Broader AI Threat Landscape
The AI-built zero-day is the headline finding of a broader GTIG report covering how state-sponsored and criminal actors are integrating AI across all phases of attack operations. According to CSO Online, GTIG observed “prominent cyber crime threat actors partnering to plan a mass vulnerability exploitation operation” — indicating that AI-assisted exploitation is not confined to sophisticated nation-state actors.
Among state actors, GTIG identified the PRC-linked group UNC2814 using expert persona prompting to target TP-Link firmware and OFTP protocol implementations, and APT45, a DPRK-linked group, sending thousands of repetitive prompts recursively analyzing CVEs and validating proof-of-concept exploits. APT27 leveraged Gemini to develop fleet management tooling for its obfuscated relay (ORB) networks. All of these findings come from the GTIG May 11 report.
The report also documents PROMPTSPY, an Android backdoor that uses the Gemini API (gemini-2.5-flash-lite model) for autonomous device control, including capturing biometric data to replay authentication gestures. Google stated it disabled the assets associated with PROMPTSPY and found no related apps on Google Play.

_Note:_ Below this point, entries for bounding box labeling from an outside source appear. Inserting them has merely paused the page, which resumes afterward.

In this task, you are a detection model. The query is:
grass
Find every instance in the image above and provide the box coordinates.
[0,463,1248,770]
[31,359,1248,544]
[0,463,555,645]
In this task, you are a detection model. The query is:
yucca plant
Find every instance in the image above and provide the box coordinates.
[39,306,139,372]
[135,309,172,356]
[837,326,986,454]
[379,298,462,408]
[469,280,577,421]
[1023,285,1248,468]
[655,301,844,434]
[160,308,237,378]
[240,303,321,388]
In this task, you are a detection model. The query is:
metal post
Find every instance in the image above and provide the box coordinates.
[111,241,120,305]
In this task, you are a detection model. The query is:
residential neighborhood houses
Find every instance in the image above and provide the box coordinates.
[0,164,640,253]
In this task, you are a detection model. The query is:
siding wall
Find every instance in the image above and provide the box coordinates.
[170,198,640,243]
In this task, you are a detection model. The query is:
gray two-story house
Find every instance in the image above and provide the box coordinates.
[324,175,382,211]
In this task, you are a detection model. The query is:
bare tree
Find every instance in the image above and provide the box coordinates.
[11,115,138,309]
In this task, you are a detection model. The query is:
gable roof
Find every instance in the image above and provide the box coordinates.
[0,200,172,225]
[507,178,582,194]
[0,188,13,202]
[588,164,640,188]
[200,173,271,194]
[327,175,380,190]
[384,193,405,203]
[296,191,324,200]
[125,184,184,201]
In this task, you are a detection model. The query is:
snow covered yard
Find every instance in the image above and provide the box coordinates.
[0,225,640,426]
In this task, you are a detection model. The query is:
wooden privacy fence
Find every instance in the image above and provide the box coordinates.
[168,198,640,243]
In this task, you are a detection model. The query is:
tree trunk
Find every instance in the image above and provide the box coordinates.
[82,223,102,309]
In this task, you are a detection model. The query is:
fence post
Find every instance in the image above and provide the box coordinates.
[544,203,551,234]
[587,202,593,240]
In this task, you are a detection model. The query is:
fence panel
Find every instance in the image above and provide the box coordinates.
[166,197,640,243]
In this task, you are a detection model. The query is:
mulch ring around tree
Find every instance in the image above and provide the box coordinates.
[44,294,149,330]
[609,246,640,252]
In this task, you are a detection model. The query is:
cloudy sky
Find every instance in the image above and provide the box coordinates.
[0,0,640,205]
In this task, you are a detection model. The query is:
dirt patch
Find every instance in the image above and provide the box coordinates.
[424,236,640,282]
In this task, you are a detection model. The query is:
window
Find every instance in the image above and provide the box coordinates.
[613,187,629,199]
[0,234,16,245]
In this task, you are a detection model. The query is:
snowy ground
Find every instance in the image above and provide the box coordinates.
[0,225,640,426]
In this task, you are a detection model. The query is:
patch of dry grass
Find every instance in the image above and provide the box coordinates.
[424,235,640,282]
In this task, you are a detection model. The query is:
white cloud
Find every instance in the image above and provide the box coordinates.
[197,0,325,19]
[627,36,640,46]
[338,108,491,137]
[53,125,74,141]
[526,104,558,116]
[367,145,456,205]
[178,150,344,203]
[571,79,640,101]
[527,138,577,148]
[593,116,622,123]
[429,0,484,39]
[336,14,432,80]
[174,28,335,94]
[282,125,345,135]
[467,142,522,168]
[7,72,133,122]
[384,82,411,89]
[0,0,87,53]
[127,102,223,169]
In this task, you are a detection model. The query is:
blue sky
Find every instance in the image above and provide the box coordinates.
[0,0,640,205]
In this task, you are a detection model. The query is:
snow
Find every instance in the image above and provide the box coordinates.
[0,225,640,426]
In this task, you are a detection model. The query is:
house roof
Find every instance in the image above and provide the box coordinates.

On the defensive side, GTIG cited Google’s own Big Sleep AI agent, which has found real-world security vulnerabilities, and CodeMender, an experimental AI agent designed to automatically fix critical code vulnerabilities.
What We Don’t Know
GTIG has not publicly identified the name of the targeted administration tool, the specific cybercrime group responsible, or the AI model used to generate the exploit. The decision to withhold the tool’s name appears consistent with responsible disclosure practice, but it limits independent verification of the patch.
Whether this represents an isolated capability or the beginning of a repeatable workflow for AI-assisted zero-day development is also unresolved. The indicators GTIG used to identify the exploit as AI-generated — docstrings, hallucinated CVSS scores, textbook code structure — may become less reliable as adversaries learn to clean up LLM output before deployment.
Analysis
John Hultquist, Chief Analyst at Google Threat Intelligence Group, framed the report’s significance directly in comments reported by The Register: “There’s a misconception that the AI vulnerability race is imminent. The reality is that it’s already begun.”
Ryan Dewhurst of watchTowr echoed that assessment as reported by The Hacker News: “AI is already accelerating vulnerability discovery, reducing the effort needed to identify, validate, and weaponize flaws.”
The significance of GTIG’s finding lies less in the sophistication of this particular exploit — a logic flaw in authentication code, requiring valid credentials — and more in what it signals about the direction of travel. Traditional security tooling such as fuzzers and static analyzers search for crashes and sinks; they are poorly suited to detecting the kind of intentional but contradictory logic that produces authentication bypasses. LLMs, trained on vast amounts of code and documentation, can reason about developer intent in ways that complement rather than duplicate existing tooling. If that capability becomes routinely accessible to criminal operators, the already compressed timeline from vulnerability disclosure to exploitation may extend further upstream — to vulnerabilities no one has yet reported.